FRESH ORANGE CAKE 
2 c. sifted all-purpose flour
1 tsp. baking powder
1 tsp. baking soda
1 c. (2 sticks) butter, softened
1 c. sugar
3 eggs, separated
1 c. dairy sour cream
1 tbsp. grated orange rind
1/2 c. chopped walnuts
Orange Butter Frosting (recipe follows)

1. Sift flour, baking powder and baking soda onto wax paper. Grease and flour 2 (1 1/2") layer cake pans. Preheat oven to moderate, 350 degrees.

2. Beat butter, 3/4 cup of the sugar and the egg yolks in a large bowl with electric mixer until light and fluffy.

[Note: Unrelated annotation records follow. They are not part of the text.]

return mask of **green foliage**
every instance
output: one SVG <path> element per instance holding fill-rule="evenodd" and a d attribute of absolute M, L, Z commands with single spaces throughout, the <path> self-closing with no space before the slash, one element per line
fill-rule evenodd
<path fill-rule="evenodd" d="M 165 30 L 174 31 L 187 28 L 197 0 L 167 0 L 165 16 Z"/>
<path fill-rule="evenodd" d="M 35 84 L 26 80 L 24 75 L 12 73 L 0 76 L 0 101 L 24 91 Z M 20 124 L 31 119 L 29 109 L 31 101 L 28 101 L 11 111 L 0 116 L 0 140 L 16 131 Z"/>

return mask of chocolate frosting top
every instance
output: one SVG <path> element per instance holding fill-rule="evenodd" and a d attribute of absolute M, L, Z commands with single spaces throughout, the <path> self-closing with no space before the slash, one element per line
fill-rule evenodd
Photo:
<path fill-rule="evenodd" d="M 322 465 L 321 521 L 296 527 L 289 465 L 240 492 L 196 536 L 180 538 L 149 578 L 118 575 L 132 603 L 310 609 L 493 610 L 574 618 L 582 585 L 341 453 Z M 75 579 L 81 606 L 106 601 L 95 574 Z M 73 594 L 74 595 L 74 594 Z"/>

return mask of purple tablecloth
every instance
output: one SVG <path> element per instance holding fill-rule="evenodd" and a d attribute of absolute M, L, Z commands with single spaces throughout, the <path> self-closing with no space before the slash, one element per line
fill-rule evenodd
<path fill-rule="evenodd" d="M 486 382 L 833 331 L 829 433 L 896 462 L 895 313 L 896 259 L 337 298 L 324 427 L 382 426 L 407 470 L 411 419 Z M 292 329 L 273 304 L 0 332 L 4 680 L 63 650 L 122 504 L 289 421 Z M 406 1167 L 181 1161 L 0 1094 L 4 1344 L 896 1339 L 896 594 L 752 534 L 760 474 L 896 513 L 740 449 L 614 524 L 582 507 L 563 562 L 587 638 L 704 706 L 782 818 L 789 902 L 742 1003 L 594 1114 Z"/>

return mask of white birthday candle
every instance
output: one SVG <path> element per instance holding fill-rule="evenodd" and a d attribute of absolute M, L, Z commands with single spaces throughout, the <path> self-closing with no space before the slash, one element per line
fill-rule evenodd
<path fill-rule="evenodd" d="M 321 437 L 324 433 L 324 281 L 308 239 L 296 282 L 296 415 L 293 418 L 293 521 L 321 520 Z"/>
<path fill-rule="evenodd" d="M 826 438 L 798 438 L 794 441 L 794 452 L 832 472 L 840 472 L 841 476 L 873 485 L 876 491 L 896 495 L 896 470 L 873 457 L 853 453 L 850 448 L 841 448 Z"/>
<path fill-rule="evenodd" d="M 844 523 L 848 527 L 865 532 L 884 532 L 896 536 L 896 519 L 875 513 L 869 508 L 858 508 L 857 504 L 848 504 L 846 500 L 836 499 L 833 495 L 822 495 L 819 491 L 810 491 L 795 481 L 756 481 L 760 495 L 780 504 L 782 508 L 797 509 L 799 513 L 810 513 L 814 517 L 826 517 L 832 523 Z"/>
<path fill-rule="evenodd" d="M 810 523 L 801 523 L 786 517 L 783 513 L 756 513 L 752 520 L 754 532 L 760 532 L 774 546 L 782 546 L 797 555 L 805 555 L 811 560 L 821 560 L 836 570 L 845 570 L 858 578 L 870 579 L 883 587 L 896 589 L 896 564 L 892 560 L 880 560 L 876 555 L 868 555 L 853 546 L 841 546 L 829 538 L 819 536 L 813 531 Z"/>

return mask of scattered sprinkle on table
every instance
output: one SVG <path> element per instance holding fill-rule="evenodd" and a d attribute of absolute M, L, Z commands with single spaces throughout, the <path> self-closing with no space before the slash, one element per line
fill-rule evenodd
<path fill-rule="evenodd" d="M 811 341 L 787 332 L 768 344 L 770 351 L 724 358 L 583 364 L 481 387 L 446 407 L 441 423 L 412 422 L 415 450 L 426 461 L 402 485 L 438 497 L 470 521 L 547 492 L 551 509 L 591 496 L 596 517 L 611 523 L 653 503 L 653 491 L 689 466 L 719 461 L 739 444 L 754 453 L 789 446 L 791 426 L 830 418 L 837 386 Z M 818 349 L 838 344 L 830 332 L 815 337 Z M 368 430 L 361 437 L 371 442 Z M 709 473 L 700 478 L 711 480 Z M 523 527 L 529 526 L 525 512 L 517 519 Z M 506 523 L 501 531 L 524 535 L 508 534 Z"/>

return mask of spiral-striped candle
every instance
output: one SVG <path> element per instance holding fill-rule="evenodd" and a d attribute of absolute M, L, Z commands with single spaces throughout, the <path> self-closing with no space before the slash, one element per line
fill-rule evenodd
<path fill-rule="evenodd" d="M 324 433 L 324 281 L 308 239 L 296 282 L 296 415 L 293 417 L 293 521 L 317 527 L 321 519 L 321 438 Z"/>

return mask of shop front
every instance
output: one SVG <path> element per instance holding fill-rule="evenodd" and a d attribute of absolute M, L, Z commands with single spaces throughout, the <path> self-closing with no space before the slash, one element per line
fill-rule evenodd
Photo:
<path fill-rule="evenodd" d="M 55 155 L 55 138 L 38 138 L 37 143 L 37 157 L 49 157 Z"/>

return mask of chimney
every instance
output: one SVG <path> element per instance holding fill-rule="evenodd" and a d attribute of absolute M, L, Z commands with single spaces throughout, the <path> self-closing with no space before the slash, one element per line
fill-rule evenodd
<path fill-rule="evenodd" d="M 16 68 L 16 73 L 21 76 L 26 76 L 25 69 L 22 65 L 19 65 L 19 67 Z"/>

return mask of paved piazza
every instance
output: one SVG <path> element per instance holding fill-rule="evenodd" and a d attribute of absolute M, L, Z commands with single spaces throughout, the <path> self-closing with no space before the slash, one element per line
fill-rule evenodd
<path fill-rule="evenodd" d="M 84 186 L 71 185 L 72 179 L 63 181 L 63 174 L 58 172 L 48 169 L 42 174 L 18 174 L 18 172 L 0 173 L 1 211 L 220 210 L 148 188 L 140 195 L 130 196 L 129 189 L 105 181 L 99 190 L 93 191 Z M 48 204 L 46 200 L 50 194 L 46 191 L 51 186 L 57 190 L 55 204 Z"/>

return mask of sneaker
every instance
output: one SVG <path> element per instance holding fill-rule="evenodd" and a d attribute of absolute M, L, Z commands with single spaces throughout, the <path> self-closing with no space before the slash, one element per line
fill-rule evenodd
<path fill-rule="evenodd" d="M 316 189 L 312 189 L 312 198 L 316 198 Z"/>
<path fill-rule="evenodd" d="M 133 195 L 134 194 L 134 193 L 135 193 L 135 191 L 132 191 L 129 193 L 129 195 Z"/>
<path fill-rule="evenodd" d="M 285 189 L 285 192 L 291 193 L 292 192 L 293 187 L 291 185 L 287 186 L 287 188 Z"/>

3. Beat egg whites in a small bowl until foamy. Beat in remaining 1/4 cup sugar until meringue forms soft peaks.

4. Add flour mixture alternately with sour cream, beginning and ending with flour. Stir in orange rind and nuts. Fold in meringue until no streaks of white remain. Turn batter into prepared pans.

5. Bake in preheated moderate oven (350 degrees) for 30 minutes or until centers spring back when lightly pressed with fingertip.

6. Cool in pans on wire rack 10 minutes. Remove from pans; cool completely. Fill and frost with Orange Butter Frosting. Garnish with orange slices and walnut halves, if you wish.

ORANGE BUTTER FROSTING: Beat 1/2 cup (1 stick) softened butter with 1 teaspoon grated orange rind and half a 1-pound package of 10X (confectioners') sugar in a medium-size bowl until blended. Beat in remaining 10X sugar alternately with 3 to 4 tablespoons milk or cream until smooth and spreadable.